Speaking of lighting: how does one play darkness when we leave the lights on? Blunt introduces the balcony scene as a challenge to ASC actors because the scene is dark. It takes place at night, after all. Blunt has another student volunteer recreate their own personal experience of darkness by asking them to demonstrate what happens when they wake up in the middle of the night to get a snack. The student volunteer tries to "feel" his way through the space to the door and walks carefully. He also uses a cell phone to help him see the floor. Blunt explains that actors can create the darkness by the way they move, and Shakespeare can help them by giving them a prop, or using language to describe the environment.

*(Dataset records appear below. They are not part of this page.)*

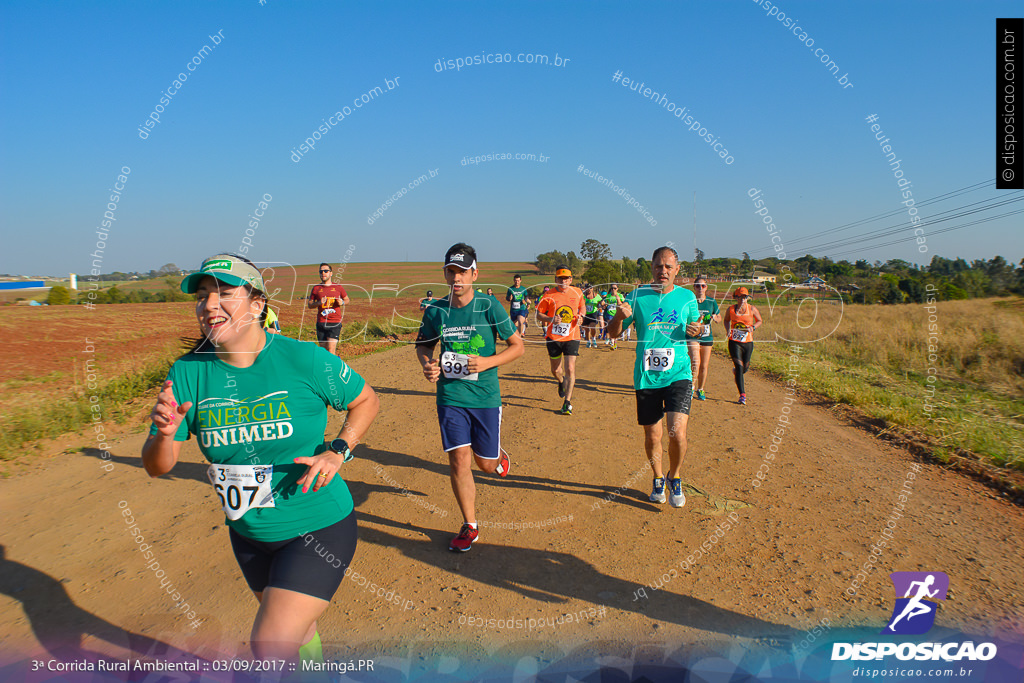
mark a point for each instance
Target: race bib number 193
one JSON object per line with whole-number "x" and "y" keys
{"x": 658, "y": 359}
{"x": 242, "y": 487}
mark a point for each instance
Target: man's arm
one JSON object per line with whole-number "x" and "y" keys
{"x": 614, "y": 327}
{"x": 425, "y": 354}
{"x": 513, "y": 349}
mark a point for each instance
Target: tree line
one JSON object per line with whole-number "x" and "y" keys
{"x": 894, "y": 281}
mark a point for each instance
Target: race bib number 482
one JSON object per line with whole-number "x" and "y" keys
{"x": 242, "y": 487}
{"x": 561, "y": 329}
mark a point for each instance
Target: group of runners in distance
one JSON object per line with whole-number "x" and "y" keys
{"x": 257, "y": 403}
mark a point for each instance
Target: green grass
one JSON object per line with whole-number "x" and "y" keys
{"x": 964, "y": 417}
{"x": 32, "y": 418}
{"x": 31, "y": 421}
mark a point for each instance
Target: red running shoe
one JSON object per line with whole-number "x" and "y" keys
{"x": 504, "y": 464}
{"x": 463, "y": 542}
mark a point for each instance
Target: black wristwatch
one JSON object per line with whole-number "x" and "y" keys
{"x": 340, "y": 445}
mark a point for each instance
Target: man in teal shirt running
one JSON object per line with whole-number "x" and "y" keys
{"x": 469, "y": 401}
{"x": 664, "y": 314}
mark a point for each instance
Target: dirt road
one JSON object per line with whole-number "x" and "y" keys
{"x": 587, "y": 541}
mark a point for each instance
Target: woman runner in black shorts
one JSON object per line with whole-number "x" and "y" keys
{"x": 740, "y": 321}
{"x": 257, "y": 403}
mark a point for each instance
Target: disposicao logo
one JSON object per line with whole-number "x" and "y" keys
{"x": 914, "y": 612}
{"x": 918, "y": 594}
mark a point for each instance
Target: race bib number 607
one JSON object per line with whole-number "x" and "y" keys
{"x": 658, "y": 359}
{"x": 242, "y": 487}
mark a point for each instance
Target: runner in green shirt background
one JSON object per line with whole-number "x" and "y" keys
{"x": 469, "y": 401}
{"x": 518, "y": 304}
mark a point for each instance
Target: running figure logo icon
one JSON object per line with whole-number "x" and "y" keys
{"x": 914, "y": 611}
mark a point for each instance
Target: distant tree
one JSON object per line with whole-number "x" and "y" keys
{"x": 601, "y": 272}
{"x": 645, "y": 275}
{"x": 949, "y": 292}
{"x": 58, "y": 296}
{"x": 841, "y": 268}
{"x": 593, "y": 250}
{"x": 1001, "y": 275}
{"x": 574, "y": 263}
{"x": 886, "y": 289}
{"x": 629, "y": 267}
{"x": 974, "y": 282}
{"x": 548, "y": 261}
{"x": 913, "y": 289}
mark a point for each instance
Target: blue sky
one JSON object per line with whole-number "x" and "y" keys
{"x": 78, "y": 80}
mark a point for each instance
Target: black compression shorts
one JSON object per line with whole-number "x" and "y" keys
{"x": 653, "y": 403}
{"x": 312, "y": 564}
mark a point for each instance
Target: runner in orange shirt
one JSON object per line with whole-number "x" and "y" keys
{"x": 562, "y": 308}
{"x": 740, "y": 322}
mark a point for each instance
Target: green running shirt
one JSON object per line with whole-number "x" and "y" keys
{"x": 467, "y": 331}
{"x": 269, "y": 414}
{"x": 660, "y": 322}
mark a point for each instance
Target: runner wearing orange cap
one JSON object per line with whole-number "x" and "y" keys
{"x": 740, "y": 321}
{"x": 562, "y": 308}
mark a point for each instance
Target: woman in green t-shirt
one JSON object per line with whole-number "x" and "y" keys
{"x": 257, "y": 403}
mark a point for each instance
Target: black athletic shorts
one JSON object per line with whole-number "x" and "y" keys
{"x": 740, "y": 351}
{"x": 312, "y": 564}
{"x": 326, "y": 331}
{"x": 558, "y": 349}
{"x": 653, "y": 403}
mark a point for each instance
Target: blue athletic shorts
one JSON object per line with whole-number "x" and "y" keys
{"x": 479, "y": 427}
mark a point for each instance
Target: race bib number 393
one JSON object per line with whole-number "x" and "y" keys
{"x": 242, "y": 487}
{"x": 658, "y": 359}
{"x": 456, "y": 367}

Blunt ties these elements together for the students in the balcony scene. Having two more volunteers perform the roles of Juliet and Romeo, Blunt shows them how Juliet can begin by talking to the audience, but needs to use the darkness of the environment to not see Romeo, who (in the current production) hides among the audience. Romeo's questions are directed to the audience, which involves them in the conversation. Both of the lovers are talking to the audience, but neither one knows that the other is talking to the audience. "[Shakespeare] makes you a confidant in this relationship," says Blunt, excited "it's unbelievable!"
Shakespeare's language is sometimes perceived to be an obstacle, but Blunt reminds his students that 98% of Shakespeare's vocabulary is modern. The words may be unfamiliar, but you know what "be-screened" means without having to look it up. He also points out the heightened nature of Shakespeare's language: "if you're Romeo, and you just got caught creepin' in some girls yard, and she asks you what you're doing here, you better come up with something good." The average Renaissance-Londoner didn't ask for a glass of water by making classical allusions, but Shakespeare's characters use heightened language to talk about their heightened circumstances. This language directs the circumstances of the actors.

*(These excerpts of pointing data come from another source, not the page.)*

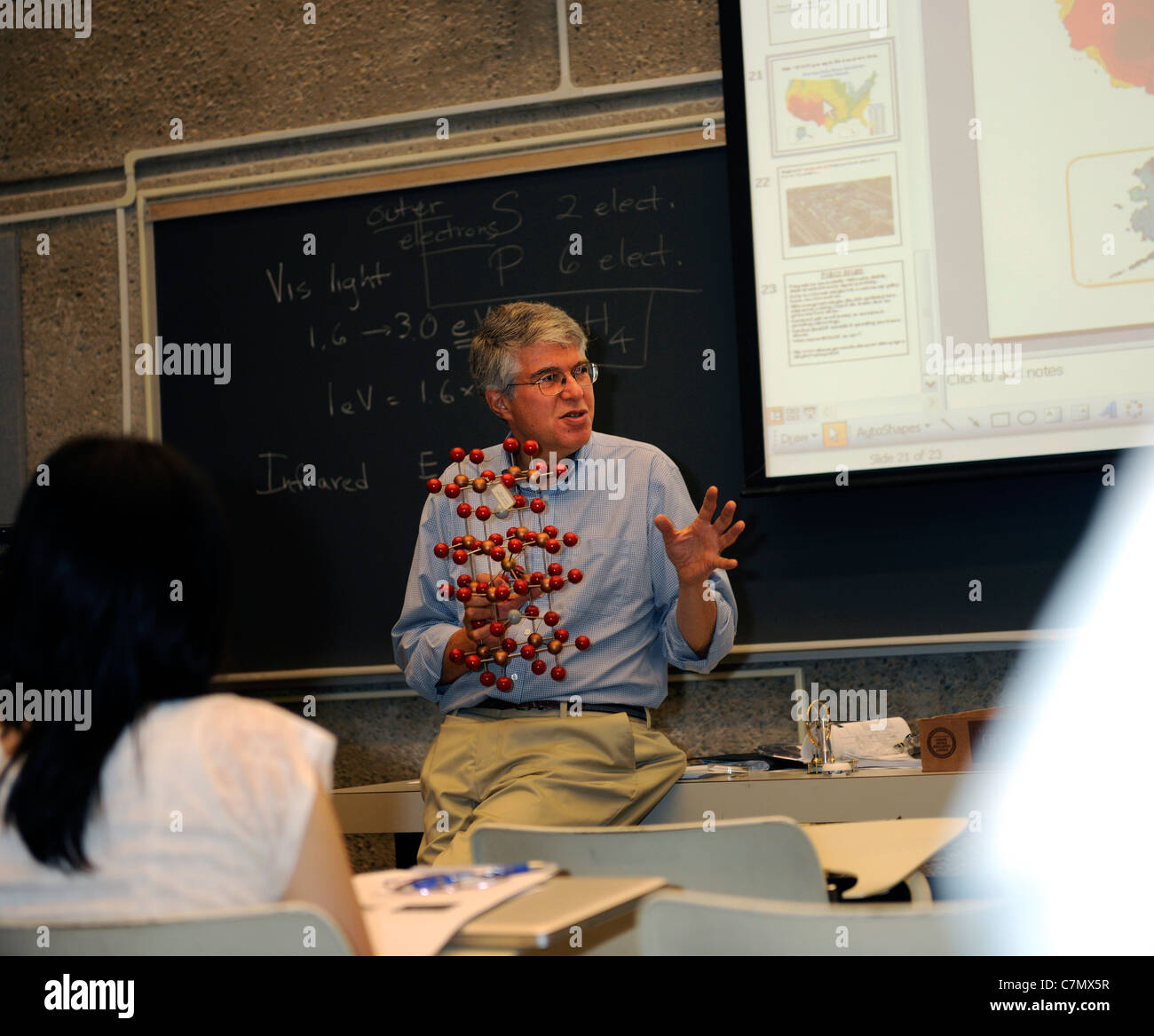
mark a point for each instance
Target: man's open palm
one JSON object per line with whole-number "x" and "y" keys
{"x": 696, "y": 550}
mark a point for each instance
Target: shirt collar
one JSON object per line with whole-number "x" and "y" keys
{"x": 578, "y": 455}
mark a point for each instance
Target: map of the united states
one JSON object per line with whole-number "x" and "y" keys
{"x": 1124, "y": 47}
{"x": 829, "y": 102}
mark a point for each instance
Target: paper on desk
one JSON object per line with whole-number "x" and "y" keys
{"x": 870, "y": 747}
{"x": 700, "y": 770}
{"x": 405, "y": 923}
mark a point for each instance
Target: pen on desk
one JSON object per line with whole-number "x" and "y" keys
{"x": 454, "y": 879}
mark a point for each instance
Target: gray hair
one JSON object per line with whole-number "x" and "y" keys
{"x": 514, "y": 326}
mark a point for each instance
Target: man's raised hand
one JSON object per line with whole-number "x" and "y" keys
{"x": 696, "y": 550}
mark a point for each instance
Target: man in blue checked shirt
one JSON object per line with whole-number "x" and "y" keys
{"x": 653, "y": 592}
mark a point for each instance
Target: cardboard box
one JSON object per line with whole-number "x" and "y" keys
{"x": 950, "y": 742}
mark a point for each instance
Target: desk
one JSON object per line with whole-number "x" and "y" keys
{"x": 542, "y": 919}
{"x": 808, "y": 798}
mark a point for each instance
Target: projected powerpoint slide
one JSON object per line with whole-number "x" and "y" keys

Blunt also touches on the cross-gendered casting that we use at the ASC, and describes some of the ways that Shakespeare made us of the convention of an all male acting company. He uses more student volunteers to illustrate the idea of a boy actor playing a female character who dresses as a boy and then pretends to be a woman in As You Like It. Shakespeare didn't write his plays under the presumption that, in 400 years, they would be able to get it right and use female actors to play female roles, he wrote his plays specifically to take advantage of the conventions of the time, which is why it is essential that we cross-gender cast our plays.
"This guy Shakespeare was a smart man," Blunt concludes.

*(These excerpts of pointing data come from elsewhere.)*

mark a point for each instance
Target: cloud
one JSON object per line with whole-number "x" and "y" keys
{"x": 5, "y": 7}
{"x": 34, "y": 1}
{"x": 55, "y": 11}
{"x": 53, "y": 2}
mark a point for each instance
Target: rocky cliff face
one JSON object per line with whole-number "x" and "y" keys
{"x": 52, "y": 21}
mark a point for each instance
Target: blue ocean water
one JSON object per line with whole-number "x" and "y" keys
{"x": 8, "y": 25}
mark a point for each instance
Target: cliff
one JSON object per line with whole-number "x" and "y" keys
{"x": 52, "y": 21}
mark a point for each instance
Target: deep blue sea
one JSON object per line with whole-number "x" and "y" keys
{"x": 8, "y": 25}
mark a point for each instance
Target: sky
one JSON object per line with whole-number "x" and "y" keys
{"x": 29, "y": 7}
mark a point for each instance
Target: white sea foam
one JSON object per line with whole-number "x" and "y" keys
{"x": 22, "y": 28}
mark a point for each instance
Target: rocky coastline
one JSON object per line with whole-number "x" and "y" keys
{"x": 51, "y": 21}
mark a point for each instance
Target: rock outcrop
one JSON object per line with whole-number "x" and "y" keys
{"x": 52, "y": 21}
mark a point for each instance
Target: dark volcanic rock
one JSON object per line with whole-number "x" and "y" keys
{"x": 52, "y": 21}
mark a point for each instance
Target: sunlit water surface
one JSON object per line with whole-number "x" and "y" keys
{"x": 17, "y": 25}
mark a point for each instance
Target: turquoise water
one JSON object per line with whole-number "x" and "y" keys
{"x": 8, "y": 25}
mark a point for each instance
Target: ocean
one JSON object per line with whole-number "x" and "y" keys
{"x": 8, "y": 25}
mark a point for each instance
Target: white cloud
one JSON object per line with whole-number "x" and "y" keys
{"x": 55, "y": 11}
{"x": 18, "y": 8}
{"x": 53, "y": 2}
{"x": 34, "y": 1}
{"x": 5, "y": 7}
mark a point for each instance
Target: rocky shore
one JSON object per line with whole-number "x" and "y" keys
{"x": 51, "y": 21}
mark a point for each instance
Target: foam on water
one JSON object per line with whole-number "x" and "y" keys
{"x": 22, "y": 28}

Perhaps the most impressive thing about the ever ebullient Blunt's workshop was the way he engaged the students, especially the ones who were shy or trying to remain uninvolved. Participation is not an option in Rick Blunt's workshop, and while not every student got a chance to perform, the number of volunteers increased every time he asked for them. Getting our audiences to want to engage Shakespeare on his own terms is one of our core principles, and Blunt's success with this group is a testament to that mission.